A nudez foi só um apelo promocional, mas além de uma das melhores atuações de Regina Duarte no cinema ao interpretar as gêmeas, a prostituta Sandra, e a certinha Beatriz, o único filme roteirizado e dirigido por Reimão tem outros motivos para ser visto: as atuações de Arduíno Colassanti e Paulo César Pereio e a fotografia da dupla Dib Lutfi, que entre outros filmes assina ''Terra em Transe'', de Glauber Rocha (1967), e Chico Botelho.
Baseado no livro homônimo de Reimão, ''Daniel, O Capanga de Deus'' estava desaparecido e numa daquelas histórias que só rolam na mesa de bar, a filha do diretor, Isadora Reimão, da equipe de produção de arte da Kinoarte, contou ao diretor de fotografia londrinense Anderson Craveiro sobre a existência de uma cópia do longa, que ninguém sabia que existia. Nos anos 70, o filme ficou somente três meses em cartaz.
A partir da cópia do filme encontrada no acervo do Museu de Imagem e Som (MIS), em São Paulo, Craveiro e Isadora criaram um projeto de restauração, que acaba envolvendo toda a equipe da Kinoarte, e que começou com o próprio Reimão assistindo a uma exibição.
Durante a sessão especial, que emocionou bastante o diretor, Craveiro fez uma cópia do filme, que já sofre com a síndrome do vinagre, no jargão cinematográfico - começa a perder a cor pela oxidação.
''Nós mesmos vamos fazer um primeiro tratamento das imagens quadro a quadro com a facilidade tecnológica digital que dispomos hoje para que o filme já possa ser exibido, mas um processo de telecine, que custaria cerca de R$ 12 mil reais requer um projeto maior.
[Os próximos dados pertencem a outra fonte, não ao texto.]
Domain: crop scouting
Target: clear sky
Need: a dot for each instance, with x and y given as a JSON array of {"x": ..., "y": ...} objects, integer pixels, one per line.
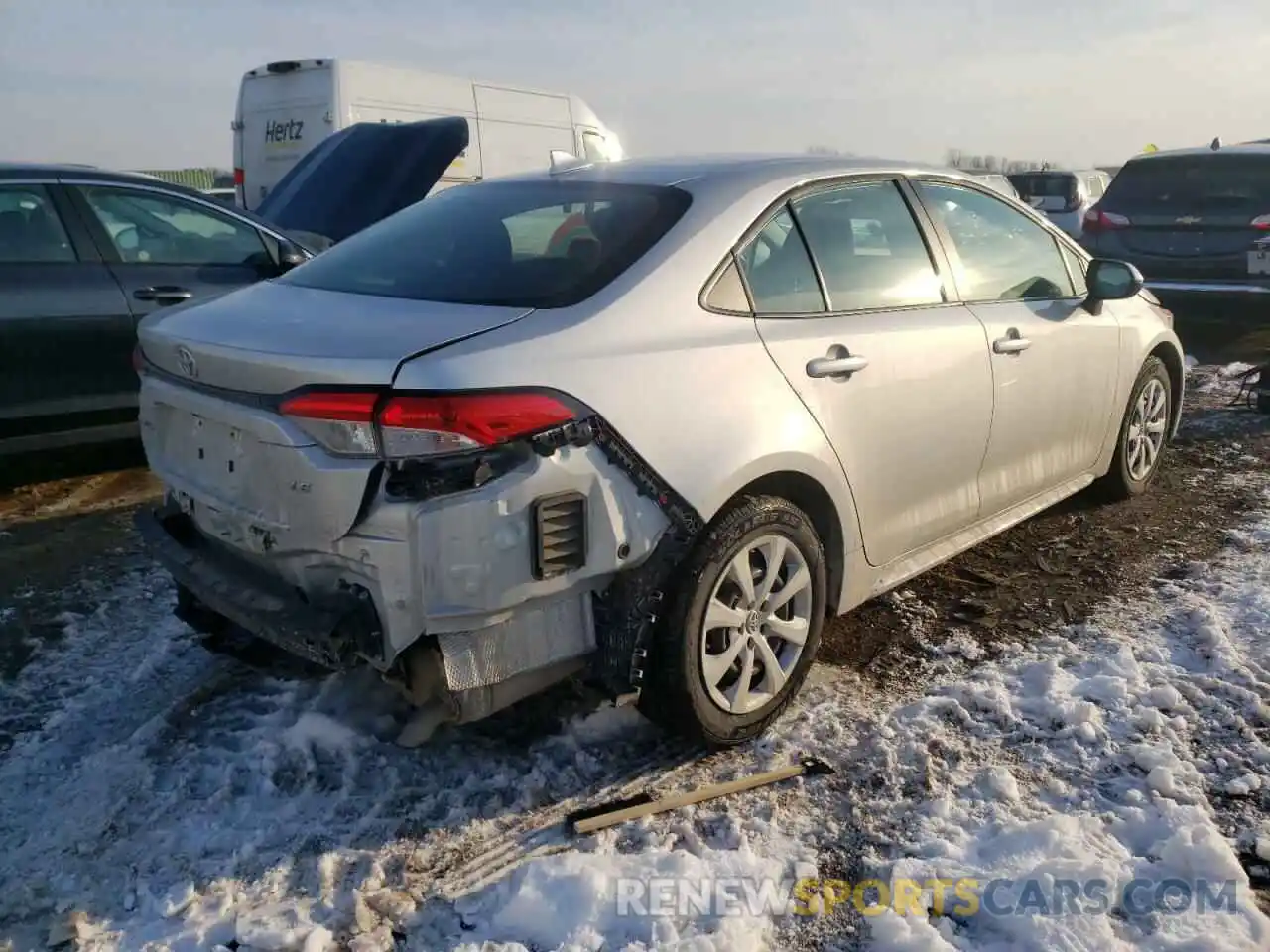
[{"x": 153, "y": 82}]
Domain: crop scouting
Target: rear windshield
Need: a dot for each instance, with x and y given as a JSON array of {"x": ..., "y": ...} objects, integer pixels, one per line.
[
  {"x": 1187, "y": 184},
  {"x": 1044, "y": 184},
  {"x": 518, "y": 244}
]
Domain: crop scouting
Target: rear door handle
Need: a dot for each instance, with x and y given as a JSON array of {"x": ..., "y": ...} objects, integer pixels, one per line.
[
  {"x": 1012, "y": 343},
  {"x": 838, "y": 362},
  {"x": 163, "y": 294}
]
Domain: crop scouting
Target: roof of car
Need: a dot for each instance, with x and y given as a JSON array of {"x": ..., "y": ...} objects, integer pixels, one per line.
[
  {"x": 751, "y": 169},
  {"x": 1238, "y": 149},
  {"x": 53, "y": 171}
]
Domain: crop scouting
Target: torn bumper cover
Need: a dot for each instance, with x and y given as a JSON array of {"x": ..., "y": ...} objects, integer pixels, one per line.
[
  {"x": 327, "y": 634},
  {"x": 461, "y": 571}
]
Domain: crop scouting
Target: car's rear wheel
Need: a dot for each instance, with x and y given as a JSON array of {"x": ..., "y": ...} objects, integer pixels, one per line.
[
  {"x": 743, "y": 625},
  {"x": 1143, "y": 433}
]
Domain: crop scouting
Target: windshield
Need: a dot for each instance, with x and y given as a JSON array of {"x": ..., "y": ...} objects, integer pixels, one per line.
[
  {"x": 1188, "y": 184},
  {"x": 1044, "y": 184},
  {"x": 520, "y": 244}
]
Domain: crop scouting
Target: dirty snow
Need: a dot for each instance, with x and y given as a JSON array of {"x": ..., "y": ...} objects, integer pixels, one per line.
[{"x": 157, "y": 796}]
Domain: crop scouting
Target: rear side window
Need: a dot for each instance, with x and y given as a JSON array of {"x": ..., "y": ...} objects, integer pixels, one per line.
[
  {"x": 779, "y": 271},
  {"x": 870, "y": 250},
  {"x": 31, "y": 232},
  {"x": 1194, "y": 184},
  {"x": 516, "y": 244}
]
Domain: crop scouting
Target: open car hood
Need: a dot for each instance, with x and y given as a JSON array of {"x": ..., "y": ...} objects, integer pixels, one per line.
[{"x": 359, "y": 176}]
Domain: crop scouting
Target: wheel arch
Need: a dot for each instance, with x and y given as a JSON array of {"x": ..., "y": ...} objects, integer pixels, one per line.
[
  {"x": 833, "y": 518},
  {"x": 1174, "y": 362}
]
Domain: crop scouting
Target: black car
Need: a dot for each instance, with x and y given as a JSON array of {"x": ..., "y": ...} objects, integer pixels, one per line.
[
  {"x": 85, "y": 254},
  {"x": 1194, "y": 221}
]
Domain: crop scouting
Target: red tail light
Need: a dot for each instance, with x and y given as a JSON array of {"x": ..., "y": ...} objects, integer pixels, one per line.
[
  {"x": 1103, "y": 221},
  {"x": 400, "y": 426}
]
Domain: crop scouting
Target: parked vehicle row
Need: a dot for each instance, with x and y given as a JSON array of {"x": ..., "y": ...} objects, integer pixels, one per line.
[
  {"x": 1065, "y": 195},
  {"x": 649, "y": 419},
  {"x": 85, "y": 254}
]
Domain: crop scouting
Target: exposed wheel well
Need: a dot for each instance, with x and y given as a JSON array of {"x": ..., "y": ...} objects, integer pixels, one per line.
[
  {"x": 1174, "y": 365},
  {"x": 812, "y": 498}
]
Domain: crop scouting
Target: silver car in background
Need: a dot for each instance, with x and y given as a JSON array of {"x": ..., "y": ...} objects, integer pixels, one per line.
[
  {"x": 1064, "y": 195},
  {"x": 649, "y": 421}
]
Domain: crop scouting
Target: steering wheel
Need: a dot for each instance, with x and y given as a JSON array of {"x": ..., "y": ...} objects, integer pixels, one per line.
[{"x": 127, "y": 240}]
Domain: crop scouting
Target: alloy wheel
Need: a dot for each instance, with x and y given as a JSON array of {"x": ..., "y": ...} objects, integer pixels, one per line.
[
  {"x": 756, "y": 625},
  {"x": 1147, "y": 426}
]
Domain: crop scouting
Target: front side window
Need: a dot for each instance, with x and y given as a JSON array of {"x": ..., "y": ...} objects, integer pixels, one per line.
[
  {"x": 148, "y": 227},
  {"x": 779, "y": 271},
  {"x": 31, "y": 231},
  {"x": 1079, "y": 267},
  {"x": 870, "y": 250},
  {"x": 1003, "y": 254},
  {"x": 516, "y": 244}
]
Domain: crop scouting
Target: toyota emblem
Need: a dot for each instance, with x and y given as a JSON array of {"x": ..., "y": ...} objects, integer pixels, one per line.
[{"x": 186, "y": 361}]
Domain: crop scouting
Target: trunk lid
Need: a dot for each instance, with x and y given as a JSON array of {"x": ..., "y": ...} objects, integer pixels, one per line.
[
  {"x": 209, "y": 424},
  {"x": 1191, "y": 206},
  {"x": 363, "y": 175},
  {"x": 271, "y": 338}
]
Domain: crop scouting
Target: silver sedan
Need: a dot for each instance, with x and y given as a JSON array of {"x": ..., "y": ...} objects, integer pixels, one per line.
[{"x": 649, "y": 421}]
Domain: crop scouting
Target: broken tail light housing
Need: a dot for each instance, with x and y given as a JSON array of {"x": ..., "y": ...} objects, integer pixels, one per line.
[{"x": 423, "y": 425}]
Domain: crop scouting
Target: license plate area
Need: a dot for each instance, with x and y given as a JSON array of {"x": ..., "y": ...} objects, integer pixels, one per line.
[{"x": 216, "y": 454}]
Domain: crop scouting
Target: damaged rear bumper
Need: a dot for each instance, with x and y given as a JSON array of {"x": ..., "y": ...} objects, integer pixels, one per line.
[{"x": 329, "y": 634}]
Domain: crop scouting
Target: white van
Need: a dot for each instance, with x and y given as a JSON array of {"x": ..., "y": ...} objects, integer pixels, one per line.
[{"x": 286, "y": 108}]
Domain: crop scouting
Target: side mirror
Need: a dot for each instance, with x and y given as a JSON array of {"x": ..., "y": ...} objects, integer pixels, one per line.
[
  {"x": 1109, "y": 280},
  {"x": 290, "y": 255}
]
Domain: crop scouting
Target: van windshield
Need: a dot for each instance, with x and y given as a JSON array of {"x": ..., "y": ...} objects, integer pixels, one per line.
[{"x": 517, "y": 244}]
A restauração de 'Daniel, O Capanga de Deus'' levará mais tempo'', afirma Craveiro.
O produtor da Kinoarte Bruno Gehring diz que a intenção é atrair os olhares da iniciativa privada para a restauração do longa, como negociar com o Canal Brasil o custo do processo de telecine em troca da exibição e participar de editais, a exemplo dos que são publicados pelo Instituto do Patrimônio Histórico e Artístico Nacional (Iphan).
''O meu pai atingiu o auge como profissional de publicidade e frequentou programas como os da Hebe Camargo. Porém, ele fez várias tentativas de fugir desse sistema. Chegou a morar numa comunidade na ilha de Itaparica. O filme é autobiográfico e conta um pouco sobre essa tentativa de fugir de tudo'', conta Isadora, lembrando que Reimão faz uma ponta no longa, como uma espécie de xamã.
Aluno de Jean-Paul Sartre, na Sorbonne, Reimão viveu em kibtuz, um tipo de comunidade israelense, pirou no Woodstock, mas trocou tudo pelo anonimato e a vida de empresário em Piraju, interior paulista.
Em Londrina a exibição do longa - mesmo antes de ser restaurado - vai ser um dos destaques da 11 Mostra Londrina de Cinema e terá garantida a presença de Reimão.